Bechor, who has taught at both Harvard University and Israel’s Interdisciplinary Center
in Herzliya, said the increases in Jewish birthrates not only change the paradigm of the
Israeli-Palestinian conflict, but also change the overall balance of world Jewry. He notes
that Jews in the Diaspora have declining fertility rates, and have dropped below the
replacement rate of 2.1 children per family. Yet despite the decline of global Jewish
populations, “because of the increase of the Jewish fertility rate in Israel, the numbers of
Jews around the world are increasing for the first time since the Holocaust,” Bechor said.

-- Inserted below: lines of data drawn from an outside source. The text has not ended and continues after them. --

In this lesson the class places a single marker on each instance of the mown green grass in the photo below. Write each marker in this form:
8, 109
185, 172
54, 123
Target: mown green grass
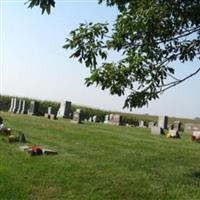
97, 162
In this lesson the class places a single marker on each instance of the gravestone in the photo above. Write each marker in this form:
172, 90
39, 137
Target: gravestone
50, 114
34, 108
163, 122
94, 118
11, 105
90, 119
77, 116
14, 109
151, 124
155, 130
19, 107
176, 125
116, 119
173, 133
106, 119
64, 110
191, 127
23, 111
141, 124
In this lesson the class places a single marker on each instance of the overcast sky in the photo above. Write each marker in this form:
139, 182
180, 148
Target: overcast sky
34, 64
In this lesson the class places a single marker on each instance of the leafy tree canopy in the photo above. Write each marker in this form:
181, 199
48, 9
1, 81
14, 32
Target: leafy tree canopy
149, 35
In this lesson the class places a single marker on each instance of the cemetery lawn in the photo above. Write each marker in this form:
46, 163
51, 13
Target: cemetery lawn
97, 162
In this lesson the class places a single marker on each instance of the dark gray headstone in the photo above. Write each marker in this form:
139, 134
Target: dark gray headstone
155, 130
11, 105
191, 127
19, 107
64, 110
77, 116
23, 110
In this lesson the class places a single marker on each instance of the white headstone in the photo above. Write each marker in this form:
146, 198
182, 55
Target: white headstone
156, 130
163, 122
64, 110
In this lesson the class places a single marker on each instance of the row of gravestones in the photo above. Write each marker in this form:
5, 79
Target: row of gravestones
20, 107
114, 119
163, 124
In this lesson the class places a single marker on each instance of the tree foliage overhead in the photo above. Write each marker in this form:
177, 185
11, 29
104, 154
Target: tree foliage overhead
149, 35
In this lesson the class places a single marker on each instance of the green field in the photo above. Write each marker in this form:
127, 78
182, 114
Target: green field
97, 162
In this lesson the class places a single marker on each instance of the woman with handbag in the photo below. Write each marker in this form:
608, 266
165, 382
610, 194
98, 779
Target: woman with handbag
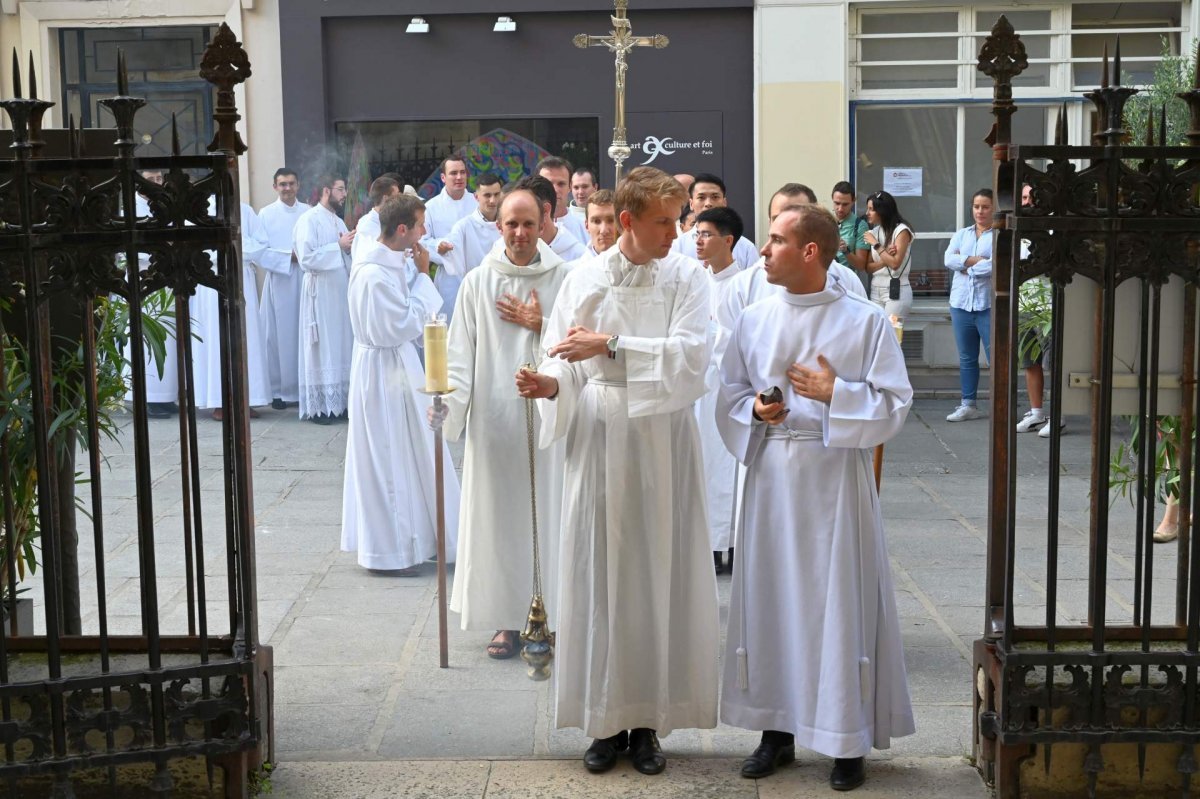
969, 258
891, 240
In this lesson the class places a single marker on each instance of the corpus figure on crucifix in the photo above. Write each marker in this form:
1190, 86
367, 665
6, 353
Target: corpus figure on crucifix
621, 41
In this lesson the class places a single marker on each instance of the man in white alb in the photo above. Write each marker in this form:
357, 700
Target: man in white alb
637, 631
280, 304
558, 172
708, 191
814, 654
389, 502
604, 227
502, 306
718, 230
366, 232
559, 239
583, 185
323, 248
471, 240
449, 205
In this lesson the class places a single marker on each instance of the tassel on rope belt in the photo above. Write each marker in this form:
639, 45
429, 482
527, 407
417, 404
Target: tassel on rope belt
779, 431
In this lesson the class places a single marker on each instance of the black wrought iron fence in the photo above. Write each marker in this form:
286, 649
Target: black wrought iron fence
1117, 216
78, 698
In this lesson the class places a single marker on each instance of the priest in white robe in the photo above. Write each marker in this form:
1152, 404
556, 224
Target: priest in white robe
389, 500
280, 306
637, 624
366, 232
471, 239
498, 328
814, 654
719, 229
323, 248
205, 311
453, 203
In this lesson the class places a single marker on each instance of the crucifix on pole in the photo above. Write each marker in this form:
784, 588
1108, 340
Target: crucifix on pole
621, 41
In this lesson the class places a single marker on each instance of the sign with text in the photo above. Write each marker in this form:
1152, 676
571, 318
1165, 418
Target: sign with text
676, 142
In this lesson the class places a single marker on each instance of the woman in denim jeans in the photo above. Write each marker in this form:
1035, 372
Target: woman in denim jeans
969, 258
891, 240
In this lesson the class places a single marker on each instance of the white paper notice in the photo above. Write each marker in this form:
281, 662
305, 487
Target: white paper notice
903, 181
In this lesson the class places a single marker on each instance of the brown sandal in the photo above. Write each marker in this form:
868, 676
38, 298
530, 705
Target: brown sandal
503, 644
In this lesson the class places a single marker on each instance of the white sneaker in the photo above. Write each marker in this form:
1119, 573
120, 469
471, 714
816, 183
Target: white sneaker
1032, 420
1045, 431
965, 413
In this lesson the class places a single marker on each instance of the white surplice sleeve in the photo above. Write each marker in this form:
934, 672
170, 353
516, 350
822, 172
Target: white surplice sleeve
276, 259
741, 432
253, 236
556, 414
869, 412
455, 262
463, 347
666, 373
395, 312
316, 257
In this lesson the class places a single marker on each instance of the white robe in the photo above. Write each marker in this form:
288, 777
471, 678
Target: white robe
473, 238
745, 253
577, 224
325, 337
280, 306
567, 246
720, 467
366, 235
493, 576
441, 214
637, 630
205, 310
389, 499
811, 586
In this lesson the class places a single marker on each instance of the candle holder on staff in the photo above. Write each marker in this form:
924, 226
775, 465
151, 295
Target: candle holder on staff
437, 384
898, 326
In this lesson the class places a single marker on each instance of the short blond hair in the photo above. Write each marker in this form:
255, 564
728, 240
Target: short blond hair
646, 185
816, 224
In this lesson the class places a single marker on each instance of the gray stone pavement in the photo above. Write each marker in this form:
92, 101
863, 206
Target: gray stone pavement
363, 709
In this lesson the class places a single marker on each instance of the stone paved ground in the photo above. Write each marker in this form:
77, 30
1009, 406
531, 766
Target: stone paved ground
364, 710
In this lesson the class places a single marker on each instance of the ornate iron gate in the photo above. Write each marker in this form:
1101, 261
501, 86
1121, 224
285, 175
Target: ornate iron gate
70, 238
1110, 214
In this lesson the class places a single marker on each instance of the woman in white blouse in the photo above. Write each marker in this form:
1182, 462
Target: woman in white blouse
891, 240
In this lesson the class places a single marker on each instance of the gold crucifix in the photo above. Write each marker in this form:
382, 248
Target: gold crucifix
621, 41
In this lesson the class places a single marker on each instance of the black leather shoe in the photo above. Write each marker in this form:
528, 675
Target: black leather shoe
601, 755
160, 409
646, 752
847, 773
765, 760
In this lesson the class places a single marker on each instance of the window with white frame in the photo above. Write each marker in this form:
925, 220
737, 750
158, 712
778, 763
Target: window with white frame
918, 102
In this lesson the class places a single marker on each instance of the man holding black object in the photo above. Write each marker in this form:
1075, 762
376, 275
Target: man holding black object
811, 379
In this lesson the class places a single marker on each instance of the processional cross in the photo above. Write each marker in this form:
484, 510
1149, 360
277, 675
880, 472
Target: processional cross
621, 41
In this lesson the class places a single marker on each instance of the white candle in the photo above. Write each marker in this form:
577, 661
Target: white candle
437, 377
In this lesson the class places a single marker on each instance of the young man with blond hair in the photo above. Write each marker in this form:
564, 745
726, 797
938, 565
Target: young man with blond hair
813, 379
637, 631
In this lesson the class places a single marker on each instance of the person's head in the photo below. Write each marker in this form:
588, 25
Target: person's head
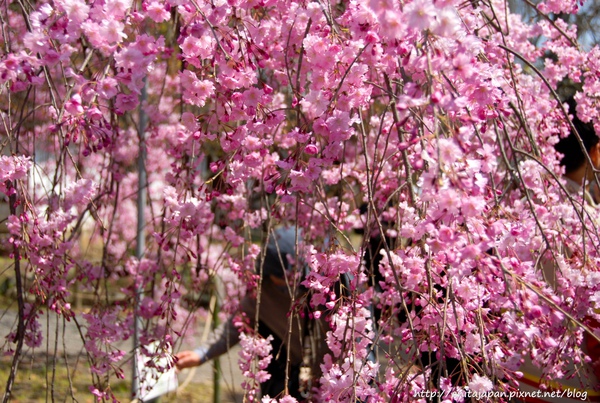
573, 156
281, 244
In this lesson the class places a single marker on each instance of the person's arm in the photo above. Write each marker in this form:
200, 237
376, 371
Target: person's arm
225, 336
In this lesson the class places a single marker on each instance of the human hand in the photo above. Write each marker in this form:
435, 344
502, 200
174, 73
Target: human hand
187, 359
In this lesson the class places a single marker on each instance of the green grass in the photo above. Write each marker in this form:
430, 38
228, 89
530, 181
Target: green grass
34, 383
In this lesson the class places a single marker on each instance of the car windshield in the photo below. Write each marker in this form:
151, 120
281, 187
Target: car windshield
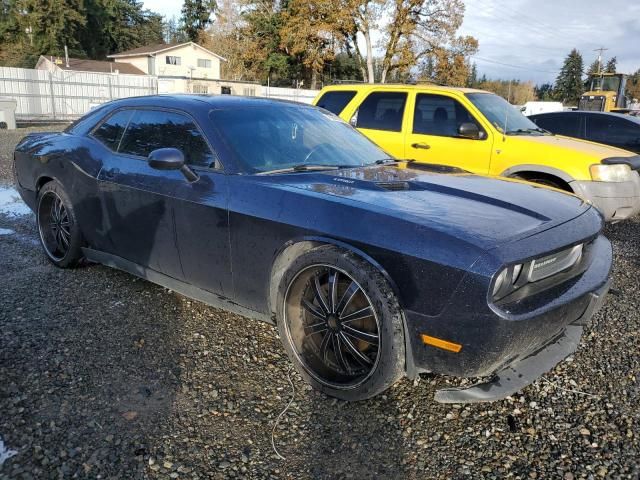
504, 116
279, 137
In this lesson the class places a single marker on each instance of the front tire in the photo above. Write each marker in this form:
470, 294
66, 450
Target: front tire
341, 324
58, 229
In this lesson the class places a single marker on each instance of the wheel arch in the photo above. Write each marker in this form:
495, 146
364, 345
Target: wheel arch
552, 173
42, 180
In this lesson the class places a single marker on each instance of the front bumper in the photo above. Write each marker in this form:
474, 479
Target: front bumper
521, 373
616, 200
496, 338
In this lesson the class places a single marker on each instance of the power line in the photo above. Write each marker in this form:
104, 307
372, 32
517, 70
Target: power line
521, 67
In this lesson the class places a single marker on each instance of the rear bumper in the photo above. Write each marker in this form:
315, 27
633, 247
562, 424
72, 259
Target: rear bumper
494, 339
616, 200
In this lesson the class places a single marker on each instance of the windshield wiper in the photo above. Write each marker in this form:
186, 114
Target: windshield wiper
300, 168
384, 161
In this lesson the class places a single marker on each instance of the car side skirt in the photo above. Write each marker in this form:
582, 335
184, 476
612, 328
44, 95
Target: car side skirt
183, 288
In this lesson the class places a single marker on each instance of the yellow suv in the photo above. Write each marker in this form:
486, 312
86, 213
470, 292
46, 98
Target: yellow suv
482, 133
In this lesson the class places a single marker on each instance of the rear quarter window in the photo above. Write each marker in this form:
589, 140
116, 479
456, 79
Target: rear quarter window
110, 131
335, 101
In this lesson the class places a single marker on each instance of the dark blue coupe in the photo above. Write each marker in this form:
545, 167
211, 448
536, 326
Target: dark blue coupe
372, 268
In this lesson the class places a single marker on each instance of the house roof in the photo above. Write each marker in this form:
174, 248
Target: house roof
84, 65
149, 50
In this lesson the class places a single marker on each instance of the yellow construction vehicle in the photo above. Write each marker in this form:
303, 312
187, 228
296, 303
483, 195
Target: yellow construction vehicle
606, 94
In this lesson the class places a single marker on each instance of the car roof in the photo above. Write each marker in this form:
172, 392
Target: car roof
576, 112
400, 86
201, 101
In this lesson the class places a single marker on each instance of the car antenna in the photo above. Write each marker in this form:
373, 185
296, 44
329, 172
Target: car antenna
506, 114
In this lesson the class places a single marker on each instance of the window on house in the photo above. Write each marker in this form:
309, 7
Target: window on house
200, 88
149, 130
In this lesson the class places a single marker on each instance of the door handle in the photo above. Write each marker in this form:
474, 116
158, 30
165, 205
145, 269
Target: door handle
111, 173
421, 145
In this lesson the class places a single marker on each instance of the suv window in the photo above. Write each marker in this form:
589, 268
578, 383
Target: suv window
149, 130
612, 130
110, 131
563, 124
335, 101
382, 111
439, 115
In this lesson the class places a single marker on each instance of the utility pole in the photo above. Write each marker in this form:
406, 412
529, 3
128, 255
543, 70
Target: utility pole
600, 51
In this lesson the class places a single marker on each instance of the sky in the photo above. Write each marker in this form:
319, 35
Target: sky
529, 39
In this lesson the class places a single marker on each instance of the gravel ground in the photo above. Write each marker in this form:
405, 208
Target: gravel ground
103, 375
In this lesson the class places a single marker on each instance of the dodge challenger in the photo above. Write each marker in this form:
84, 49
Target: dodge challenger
372, 268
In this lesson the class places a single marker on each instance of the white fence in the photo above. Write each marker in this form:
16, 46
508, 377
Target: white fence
65, 95
294, 94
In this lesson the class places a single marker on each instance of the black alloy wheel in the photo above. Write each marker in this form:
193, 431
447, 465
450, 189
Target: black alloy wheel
57, 226
332, 326
54, 225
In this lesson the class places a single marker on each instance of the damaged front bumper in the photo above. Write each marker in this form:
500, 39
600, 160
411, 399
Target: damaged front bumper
523, 372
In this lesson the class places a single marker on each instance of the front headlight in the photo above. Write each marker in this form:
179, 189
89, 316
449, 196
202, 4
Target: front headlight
610, 173
511, 278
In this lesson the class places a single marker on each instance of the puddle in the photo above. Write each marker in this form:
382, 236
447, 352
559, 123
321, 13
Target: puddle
11, 204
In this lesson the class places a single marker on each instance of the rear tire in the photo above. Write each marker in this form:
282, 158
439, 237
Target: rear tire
341, 324
58, 229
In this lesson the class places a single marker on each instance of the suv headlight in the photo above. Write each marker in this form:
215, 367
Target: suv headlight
510, 278
610, 173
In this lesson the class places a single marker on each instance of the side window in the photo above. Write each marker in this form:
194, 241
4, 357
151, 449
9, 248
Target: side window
439, 115
613, 130
563, 124
149, 130
382, 111
335, 101
110, 131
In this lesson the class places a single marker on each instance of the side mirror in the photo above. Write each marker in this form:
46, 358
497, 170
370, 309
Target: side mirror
469, 130
171, 159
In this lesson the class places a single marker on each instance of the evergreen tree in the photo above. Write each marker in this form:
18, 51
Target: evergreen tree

“Today, there are more than 1 million more Jews living in Israel than in America,” he
said. “For more than 100 years, many believed that America was the solution for the
Jewish people. But today, Israel is the center of the Jewish people, and all the other
countries are satellites.”
“Contrary to what Secretary Kerry and President Obama assume, Jewish majority west of
the Jordan River is not only secure, but it is about to grow,” said Ettinger. “In fact, we are
now at the beginning of major Jewish demographic momentum.”